India's SBI sheds over $11 billion in two sessions on margin squeeze, disappointing earnings

Published May 11, 2026 Updated May 11, 2026 10:21pm
By

BENGALURU: State Bank of India shed more than $11 billion in market value over two sessions on narrowing margins and a disappointing fourth-quarter earnings miss that brokerages warned could signal a tougher profitability cycle ahead.

Shares of India’s largest lender by customers dropped 4.5% to a year-to-date low of 973.60 rupees on Monday, extending Friday’s near-7% post-results fall.

The selloff brought the stock down more than 10% in two sessions, wiping out $11.3 billion.

NSE data showed the heaviest fresh call writing on SBI’s 1,000 strike on Monday, signalling that investors expect any near-term rebound in the stock’s price to likely be capped at that level.

About 95 million shares changed hands over the two sessions, almost five-fold the 30-day average of 18.7 million.

Analysts said the lender’s fourth-quarter earnings miss reinforced concerns that Indian banks are entering a tougher profitability cycle, with rising funding costs beginning to erode lending margins.

SBI on Friday reported a narrower net interest margin of 2.8% for the quarter, compared with 2.98% in the previous

three-month period, and also missed analysts’ profit estimate.

“NIM compression is becoming more visible as funding costs reprice faster,” JP Morgan said on Monday, adding that earnings

momentum could moderate in the coming quarters.

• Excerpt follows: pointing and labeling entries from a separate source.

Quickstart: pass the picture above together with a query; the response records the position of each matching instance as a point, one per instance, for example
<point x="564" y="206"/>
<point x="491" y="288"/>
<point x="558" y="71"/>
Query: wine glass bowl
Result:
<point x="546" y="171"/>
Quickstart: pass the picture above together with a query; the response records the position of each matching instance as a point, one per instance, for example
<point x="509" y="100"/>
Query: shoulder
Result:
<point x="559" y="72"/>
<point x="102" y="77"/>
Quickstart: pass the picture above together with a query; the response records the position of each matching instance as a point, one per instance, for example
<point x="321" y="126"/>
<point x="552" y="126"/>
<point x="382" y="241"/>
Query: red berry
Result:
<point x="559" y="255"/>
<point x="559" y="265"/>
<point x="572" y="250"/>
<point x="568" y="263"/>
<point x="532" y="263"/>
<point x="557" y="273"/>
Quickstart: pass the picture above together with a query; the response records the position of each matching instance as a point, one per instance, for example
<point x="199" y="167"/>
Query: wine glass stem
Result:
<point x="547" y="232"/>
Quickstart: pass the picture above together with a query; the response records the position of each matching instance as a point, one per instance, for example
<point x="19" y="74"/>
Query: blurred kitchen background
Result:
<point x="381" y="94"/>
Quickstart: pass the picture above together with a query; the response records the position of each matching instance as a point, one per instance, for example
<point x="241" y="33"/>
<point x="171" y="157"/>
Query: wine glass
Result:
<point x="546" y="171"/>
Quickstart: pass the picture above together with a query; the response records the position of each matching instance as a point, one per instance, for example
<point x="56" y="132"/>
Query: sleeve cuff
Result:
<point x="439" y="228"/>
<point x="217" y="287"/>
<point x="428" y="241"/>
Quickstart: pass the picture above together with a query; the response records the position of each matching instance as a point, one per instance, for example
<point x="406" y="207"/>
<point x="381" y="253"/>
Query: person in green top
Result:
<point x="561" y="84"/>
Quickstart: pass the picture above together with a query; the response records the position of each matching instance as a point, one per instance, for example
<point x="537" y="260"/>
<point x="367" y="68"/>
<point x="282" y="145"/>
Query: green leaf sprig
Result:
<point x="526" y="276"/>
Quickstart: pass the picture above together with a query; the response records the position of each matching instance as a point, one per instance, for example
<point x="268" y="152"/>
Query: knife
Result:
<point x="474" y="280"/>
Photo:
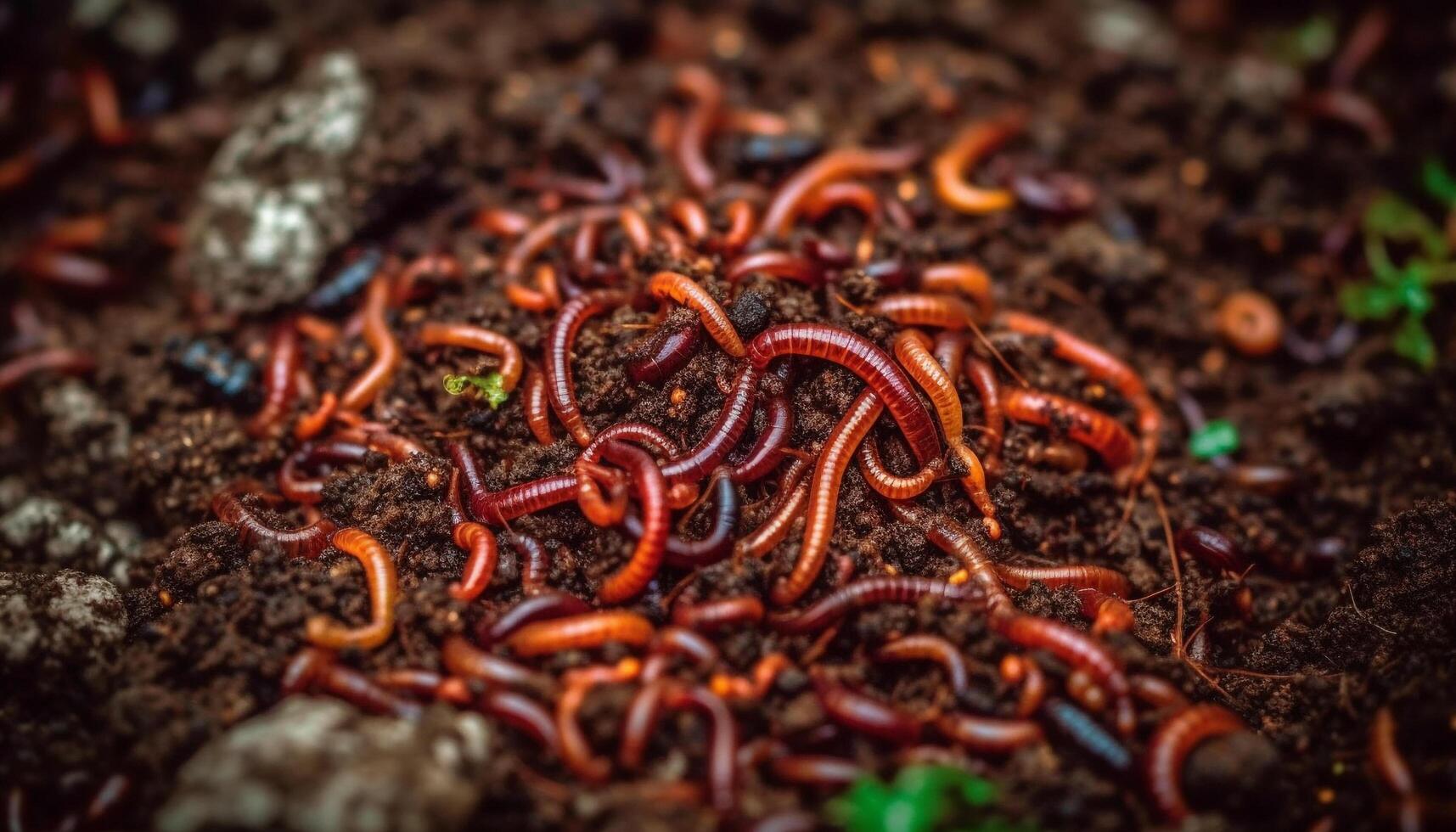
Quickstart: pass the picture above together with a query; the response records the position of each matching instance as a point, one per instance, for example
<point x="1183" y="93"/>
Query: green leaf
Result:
<point x="1219" y="437"/>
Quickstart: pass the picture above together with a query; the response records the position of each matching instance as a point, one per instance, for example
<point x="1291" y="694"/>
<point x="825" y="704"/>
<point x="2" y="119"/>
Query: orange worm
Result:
<point x="970" y="144"/>
<point x="383" y="589"/>
<point x="478" y="339"/>
<point x="382" y="341"/>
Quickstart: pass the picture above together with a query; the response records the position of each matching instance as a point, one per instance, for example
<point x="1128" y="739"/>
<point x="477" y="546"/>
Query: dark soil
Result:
<point x="1209" y="178"/>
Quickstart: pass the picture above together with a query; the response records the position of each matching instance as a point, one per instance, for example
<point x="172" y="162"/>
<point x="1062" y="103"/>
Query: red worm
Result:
<point x="776" y="264"/>
<point x="666" y="353"/>
<point x="580" y="632"/>
<point x="383" y="589"/>
<point x="1103" y="366"/>
<point x="867" y="592"/>
<point x="865" y="360"/>
<point x="537" y="608"/>
<point x="305" y="542"/>
<point x="1077" y="650"/>
<point x="280" y="386"/>
<point x="829" y="472"/>
<point x="382" y="341"/>
<point x="674" y="286"/>
<point x="989" y="734"/>
<point x="767" y="447"/>
<point x="482" y="340"/>
<point x="930" y="647"/>
<point x="651" y="488"/>
<point x="722" y="744"/>
<point x="983" y="378"/>
<point x="963" y="277"/>
<point x="969" y="146"/>
<point x="832" y="166"/>
<point x="718" y="614"/>
<point x="559" y="385"/>
<point x="57" y="360"/>
<point x="1171" y="745"/>
<point x="1083" y="424"/>
<point x="817" y="770"/>
<point x="480" y="565"/>
<point x="537" y="407"/>
<point x="861" y="713"/>
<point x="698" y="126"/>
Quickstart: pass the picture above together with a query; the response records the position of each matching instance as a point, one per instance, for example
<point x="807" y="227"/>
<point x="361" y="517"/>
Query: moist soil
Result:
<point x="1209" y="178"/>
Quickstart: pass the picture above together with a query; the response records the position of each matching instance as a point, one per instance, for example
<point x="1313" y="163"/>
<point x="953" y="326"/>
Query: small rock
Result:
<point x="319" y="765"/>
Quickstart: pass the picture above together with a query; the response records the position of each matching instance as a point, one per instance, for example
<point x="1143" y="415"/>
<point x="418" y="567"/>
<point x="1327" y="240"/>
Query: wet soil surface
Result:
<point x="271" y="144"/>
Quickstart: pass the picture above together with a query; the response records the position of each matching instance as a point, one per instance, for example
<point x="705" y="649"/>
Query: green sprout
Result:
<point x="922" y="799"/>
<point x="488" y="386"/>
<point x="1217" y="437"/>
<point x="1405" y="287"/>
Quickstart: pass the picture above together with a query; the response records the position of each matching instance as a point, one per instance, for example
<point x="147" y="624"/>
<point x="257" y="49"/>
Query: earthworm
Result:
<point x="865" y="360"/>
<point x="776" y="264"/>
<point x="537" y="608"/>
<point x="303" y="542"/>
<point x="964" y="277"/>
<point x="861" y="713"/>
<point x="523" y="714"/>
<point x="1088" y="734"/>
<point x="1026" y="672"/>
<point x="711" y="548"/>
<point x="829" y="472"/>
<point x="983" y="378"/>
<point x="970" y="146"/>
<point x="918" y="309"/>
<point x="480" y="565"/>
<point x="867" y="592"/>
<point x="536" y="407"/>
<point x="1103" y="366"/>
<point x="698" y="126"/>
<point x="580" y="632"/>
<point x="56" y="360"/>
<point x="987" y="734"/>
<point x="1083" y="424"/>
<point x="935" y="649"/>
<point x="1211" y="548"/>
<point x="436" y="334"/>
<point x="383" y="589"/>
<point x="674" y="286"/>
<point x="647" y="477"/>
<point x="1251" y="323"/>
<point x="816" y="770"/>
<point x="835" y="165"/>
<point x="382" y="341"/>
<point x="718" y="614"/>
<point x="667" y="351"/>
<point x="1077" y="650"/>
<point x="1171" y="745"/>
<point x="559" y="386"/>
<point x="722" y="742"/>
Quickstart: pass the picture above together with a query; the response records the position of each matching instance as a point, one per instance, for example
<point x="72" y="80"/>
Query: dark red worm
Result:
<point x="776" y="264"/>
<point x="537" y="608"/>
<point x="989" y="734"/>
<point x="868" y="592"/>
<point x="924" y="646"/>
<point x="667" y="351"/>
<point x="861" y="713"/>
<point x="767" y="447"/>
<point x="561" y="388"/>
<point x="303" y="542"/>
<point x="1077" y="650"/>
<point x="1171" y="745"/>
<point x="718" y="614"/>
<point x="865" y="360"/>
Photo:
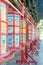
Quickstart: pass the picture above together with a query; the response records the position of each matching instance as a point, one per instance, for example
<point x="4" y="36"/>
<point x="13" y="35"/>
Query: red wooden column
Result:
<point x="3" y="28"/>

“Core earnings were underwhelming, with incremental margins tightening,” Bernstein said, cautioning that upside catalysts may be limited without a stabilisation in margins.

SBI’s asset quality remained a key positive, with bad loans and credit costs staying benign, brokerages said, but warned it may not fully offset pressure on net interest income from margin compression.

Nonetheless, analysts retained a constructive long-term view, citing the bank’s strong balance sheet, scale and market leadership.

The two-session selloff erased SBI’s year-to-date gains, leaving the stock down 0.8% in 2026, though it still outperformed the benchmark Nifty 50’s 8.8% drop.